Lawrence Livermore National Lab

Date & Time
In-person presentation (online via Microsoft Teams)
Evan Hirakawa

As carbon storage technologies advance globally, methods to understand and mitigate induced earthquakes become increasingly important. While the fundamental relationship between pore-pressure and induced earthquakes has long been known, surefire methods to control or mitigate such seismic events remain elusive. Reservoir engineering strategies for mitigating induced earthquakes typically involve modulation of the injection rate. In some cases, operators are injecting consistent fluid volumes over time which allows for nearly constant injection rate (e.g., Illinois Basin Decatur Project), while other operations have more variable injection rates/volumes with time to accommodate the changing influx of waste fluids (e.g., oil and gas operators in variable markets).
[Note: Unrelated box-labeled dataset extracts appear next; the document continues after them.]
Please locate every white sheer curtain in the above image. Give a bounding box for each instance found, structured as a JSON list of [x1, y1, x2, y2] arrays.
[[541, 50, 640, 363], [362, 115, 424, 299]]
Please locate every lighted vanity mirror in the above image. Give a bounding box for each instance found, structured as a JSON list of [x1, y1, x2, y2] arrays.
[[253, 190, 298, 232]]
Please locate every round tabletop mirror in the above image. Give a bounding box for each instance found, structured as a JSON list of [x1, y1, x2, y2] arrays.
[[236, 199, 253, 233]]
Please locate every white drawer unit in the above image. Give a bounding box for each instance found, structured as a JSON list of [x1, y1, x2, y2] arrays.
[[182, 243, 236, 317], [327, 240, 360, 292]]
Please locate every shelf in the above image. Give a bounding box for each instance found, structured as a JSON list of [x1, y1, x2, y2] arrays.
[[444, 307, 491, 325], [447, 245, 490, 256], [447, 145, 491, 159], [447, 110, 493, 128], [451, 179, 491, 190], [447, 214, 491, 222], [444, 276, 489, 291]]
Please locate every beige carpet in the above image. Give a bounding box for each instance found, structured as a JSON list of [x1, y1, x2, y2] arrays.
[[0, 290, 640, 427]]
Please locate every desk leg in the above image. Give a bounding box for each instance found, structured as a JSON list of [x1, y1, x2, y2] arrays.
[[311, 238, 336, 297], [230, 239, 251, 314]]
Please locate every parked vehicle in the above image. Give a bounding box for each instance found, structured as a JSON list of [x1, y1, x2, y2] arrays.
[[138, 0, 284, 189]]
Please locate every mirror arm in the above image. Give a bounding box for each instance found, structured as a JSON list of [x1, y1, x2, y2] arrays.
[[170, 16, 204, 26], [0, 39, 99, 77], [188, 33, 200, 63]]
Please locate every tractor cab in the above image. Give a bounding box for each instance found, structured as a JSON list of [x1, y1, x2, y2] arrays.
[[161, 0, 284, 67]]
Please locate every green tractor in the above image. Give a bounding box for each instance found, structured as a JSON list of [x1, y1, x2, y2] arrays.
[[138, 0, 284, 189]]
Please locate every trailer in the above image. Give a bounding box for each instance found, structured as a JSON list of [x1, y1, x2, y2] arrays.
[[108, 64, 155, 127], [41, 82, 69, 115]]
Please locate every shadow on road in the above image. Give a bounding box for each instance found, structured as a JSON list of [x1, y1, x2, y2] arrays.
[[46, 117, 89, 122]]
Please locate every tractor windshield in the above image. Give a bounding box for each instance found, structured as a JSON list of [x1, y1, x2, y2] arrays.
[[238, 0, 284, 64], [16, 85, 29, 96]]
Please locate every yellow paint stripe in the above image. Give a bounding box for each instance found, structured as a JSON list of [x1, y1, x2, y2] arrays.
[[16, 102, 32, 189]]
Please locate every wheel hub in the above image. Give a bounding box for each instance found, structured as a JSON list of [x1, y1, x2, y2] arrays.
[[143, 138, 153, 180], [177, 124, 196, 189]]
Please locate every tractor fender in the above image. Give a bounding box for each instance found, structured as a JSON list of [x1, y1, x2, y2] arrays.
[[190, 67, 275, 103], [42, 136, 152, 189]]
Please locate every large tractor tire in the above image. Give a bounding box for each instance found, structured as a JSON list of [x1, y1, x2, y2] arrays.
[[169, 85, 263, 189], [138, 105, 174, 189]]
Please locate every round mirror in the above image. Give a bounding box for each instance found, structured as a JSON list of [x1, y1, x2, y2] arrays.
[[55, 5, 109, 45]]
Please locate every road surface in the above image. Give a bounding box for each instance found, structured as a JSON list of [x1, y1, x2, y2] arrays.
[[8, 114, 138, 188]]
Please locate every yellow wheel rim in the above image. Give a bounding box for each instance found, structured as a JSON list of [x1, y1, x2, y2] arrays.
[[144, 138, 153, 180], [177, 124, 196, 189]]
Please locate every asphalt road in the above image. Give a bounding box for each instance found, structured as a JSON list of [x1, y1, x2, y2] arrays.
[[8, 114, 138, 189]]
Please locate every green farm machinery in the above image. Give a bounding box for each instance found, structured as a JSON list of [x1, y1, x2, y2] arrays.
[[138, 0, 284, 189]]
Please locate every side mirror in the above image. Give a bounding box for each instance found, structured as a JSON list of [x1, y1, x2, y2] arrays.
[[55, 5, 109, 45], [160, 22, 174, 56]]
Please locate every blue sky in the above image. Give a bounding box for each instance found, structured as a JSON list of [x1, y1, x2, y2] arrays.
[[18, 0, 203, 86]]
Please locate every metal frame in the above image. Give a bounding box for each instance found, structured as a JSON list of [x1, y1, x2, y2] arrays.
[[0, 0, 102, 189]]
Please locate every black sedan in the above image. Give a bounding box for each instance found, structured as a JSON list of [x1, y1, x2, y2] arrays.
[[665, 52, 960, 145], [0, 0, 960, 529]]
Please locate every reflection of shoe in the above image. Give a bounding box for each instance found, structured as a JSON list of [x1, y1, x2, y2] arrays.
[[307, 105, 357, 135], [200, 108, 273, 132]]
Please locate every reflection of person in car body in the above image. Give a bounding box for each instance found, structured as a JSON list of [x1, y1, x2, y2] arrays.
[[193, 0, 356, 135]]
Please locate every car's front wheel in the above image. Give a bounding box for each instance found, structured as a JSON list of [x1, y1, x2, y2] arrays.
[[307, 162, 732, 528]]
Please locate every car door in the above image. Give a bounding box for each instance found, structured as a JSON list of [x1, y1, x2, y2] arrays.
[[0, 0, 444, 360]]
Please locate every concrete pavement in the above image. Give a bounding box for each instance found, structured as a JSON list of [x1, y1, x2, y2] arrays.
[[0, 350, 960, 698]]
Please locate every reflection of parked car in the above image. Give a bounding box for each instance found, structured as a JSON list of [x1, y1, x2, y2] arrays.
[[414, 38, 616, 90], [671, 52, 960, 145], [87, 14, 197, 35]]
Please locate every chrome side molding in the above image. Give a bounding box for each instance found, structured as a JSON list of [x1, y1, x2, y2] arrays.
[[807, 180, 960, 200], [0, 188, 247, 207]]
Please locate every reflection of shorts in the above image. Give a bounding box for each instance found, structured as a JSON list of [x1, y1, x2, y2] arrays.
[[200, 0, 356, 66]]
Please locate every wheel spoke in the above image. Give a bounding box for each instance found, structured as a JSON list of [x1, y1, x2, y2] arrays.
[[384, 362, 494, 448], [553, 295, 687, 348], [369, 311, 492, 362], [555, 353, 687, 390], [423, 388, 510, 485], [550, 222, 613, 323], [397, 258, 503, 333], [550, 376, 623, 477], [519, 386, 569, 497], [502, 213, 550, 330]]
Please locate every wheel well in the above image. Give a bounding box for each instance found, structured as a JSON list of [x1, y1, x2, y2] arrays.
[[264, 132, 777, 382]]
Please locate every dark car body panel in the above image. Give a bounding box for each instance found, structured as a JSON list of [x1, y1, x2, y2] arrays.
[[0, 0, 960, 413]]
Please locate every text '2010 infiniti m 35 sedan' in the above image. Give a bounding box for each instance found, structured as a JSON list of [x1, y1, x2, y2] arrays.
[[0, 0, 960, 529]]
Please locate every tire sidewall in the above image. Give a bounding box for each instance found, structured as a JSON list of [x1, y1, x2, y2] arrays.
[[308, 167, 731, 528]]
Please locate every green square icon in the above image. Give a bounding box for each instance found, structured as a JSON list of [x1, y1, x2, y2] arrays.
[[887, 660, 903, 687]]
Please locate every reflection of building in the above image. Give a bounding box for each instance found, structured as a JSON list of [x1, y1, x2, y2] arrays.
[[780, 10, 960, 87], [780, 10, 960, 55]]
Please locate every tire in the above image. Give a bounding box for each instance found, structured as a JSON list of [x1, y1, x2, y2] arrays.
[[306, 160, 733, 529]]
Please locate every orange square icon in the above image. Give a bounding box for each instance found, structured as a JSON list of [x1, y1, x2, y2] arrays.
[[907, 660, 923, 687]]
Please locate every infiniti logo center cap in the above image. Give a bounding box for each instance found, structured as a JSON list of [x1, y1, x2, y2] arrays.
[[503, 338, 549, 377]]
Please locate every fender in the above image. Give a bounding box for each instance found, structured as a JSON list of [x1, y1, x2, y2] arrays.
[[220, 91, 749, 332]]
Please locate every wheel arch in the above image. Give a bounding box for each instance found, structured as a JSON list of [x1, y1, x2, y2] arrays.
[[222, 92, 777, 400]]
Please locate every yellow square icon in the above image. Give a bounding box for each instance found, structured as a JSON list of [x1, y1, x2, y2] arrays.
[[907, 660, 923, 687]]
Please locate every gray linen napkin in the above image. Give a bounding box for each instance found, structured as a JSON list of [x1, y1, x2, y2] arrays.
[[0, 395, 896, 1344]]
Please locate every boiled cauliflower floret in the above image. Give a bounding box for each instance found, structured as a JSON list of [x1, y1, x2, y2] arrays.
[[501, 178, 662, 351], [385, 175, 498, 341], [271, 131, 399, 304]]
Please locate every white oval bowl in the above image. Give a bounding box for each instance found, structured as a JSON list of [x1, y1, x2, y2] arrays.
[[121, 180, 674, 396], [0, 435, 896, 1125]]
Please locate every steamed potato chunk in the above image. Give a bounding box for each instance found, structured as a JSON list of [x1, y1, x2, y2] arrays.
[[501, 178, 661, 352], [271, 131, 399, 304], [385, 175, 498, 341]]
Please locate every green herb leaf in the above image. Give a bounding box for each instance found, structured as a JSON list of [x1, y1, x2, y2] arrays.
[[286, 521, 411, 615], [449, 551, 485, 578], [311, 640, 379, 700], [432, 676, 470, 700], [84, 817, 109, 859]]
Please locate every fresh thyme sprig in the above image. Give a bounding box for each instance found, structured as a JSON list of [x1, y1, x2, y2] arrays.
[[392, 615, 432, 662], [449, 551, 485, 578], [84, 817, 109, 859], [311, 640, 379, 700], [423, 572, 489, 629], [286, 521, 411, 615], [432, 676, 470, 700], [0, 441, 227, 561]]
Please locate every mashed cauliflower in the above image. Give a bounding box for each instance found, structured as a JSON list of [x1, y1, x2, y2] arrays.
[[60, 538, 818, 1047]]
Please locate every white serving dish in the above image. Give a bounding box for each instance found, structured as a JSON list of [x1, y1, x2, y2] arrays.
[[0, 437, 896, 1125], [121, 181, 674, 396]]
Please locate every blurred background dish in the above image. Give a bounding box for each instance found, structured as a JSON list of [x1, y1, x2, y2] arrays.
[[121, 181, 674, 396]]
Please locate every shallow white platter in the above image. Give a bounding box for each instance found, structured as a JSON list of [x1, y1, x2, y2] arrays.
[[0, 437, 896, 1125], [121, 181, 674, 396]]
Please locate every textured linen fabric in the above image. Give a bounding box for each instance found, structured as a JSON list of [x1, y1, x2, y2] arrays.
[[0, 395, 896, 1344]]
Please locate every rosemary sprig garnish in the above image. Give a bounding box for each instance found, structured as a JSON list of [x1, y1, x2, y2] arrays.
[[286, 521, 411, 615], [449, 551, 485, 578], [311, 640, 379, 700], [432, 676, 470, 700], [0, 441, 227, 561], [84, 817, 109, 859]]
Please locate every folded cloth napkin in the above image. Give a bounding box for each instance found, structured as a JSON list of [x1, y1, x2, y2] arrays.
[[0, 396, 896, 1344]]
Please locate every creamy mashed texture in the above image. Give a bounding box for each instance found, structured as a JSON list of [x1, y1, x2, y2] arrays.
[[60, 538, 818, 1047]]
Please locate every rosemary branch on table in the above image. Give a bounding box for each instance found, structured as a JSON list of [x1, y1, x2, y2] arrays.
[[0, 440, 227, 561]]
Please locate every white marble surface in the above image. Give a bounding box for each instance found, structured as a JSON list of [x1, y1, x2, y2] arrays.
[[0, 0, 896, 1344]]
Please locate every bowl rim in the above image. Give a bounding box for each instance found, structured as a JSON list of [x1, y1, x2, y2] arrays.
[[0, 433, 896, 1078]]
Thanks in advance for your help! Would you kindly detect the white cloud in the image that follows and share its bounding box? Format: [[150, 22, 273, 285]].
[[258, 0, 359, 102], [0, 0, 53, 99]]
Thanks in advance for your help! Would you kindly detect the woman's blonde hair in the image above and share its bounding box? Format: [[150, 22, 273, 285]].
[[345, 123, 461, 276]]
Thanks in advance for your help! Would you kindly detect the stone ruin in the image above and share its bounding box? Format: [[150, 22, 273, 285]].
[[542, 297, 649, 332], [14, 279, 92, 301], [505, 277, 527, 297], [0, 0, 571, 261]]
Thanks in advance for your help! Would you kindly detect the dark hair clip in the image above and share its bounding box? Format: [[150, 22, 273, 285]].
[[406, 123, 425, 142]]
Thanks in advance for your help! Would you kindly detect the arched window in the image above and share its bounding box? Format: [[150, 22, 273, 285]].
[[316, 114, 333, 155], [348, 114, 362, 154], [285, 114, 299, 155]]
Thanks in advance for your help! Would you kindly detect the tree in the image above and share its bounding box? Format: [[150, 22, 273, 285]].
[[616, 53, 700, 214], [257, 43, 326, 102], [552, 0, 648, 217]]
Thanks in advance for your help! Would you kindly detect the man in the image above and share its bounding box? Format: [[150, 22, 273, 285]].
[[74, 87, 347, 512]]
Both approaches can lead to high rates of induced earthquakes. To mitigate induced earthquakes, some sites have implemented periodic episodes shut-in (i.e., effective cycling of injection rates) to allow reservoir pressures to equilibrate (e.g., Paradox Valley) or shut-in wells after the occurrence of an event of concern (e.g., Basel, Switzerland). Other proposed strategies include ramping up or down of injection rates, actively managing pressures through co-production of fluids, and pre-injection brine extraction. Note that, while the latter two strategies may be more reasonable for geothermal or carbon storage than for wastewater disposal, they may apply in situations where formation brine is more readily treatable than waste fluids from oil and gas operations. In this work, we use 3D physics-based earthquake simulations to understand the impact of variable injection strategies under the condition that the same total volume of fluid has to be injected within a given time period on induced earthquake rates, maximum event magnitudes, and post-injection seismicity. In general, we find that higher-rate injection, even given the same total injection volume, leads to more frequent and larger events. Further, we find that cycling injection rates tends to have a significant portion of the events during the shut-in periods and those event rates decay more slowly when compared to constant rate injection. Finally, we find that ramping down injection rates slowly is most effective at reducing post-shut in seismicity rates.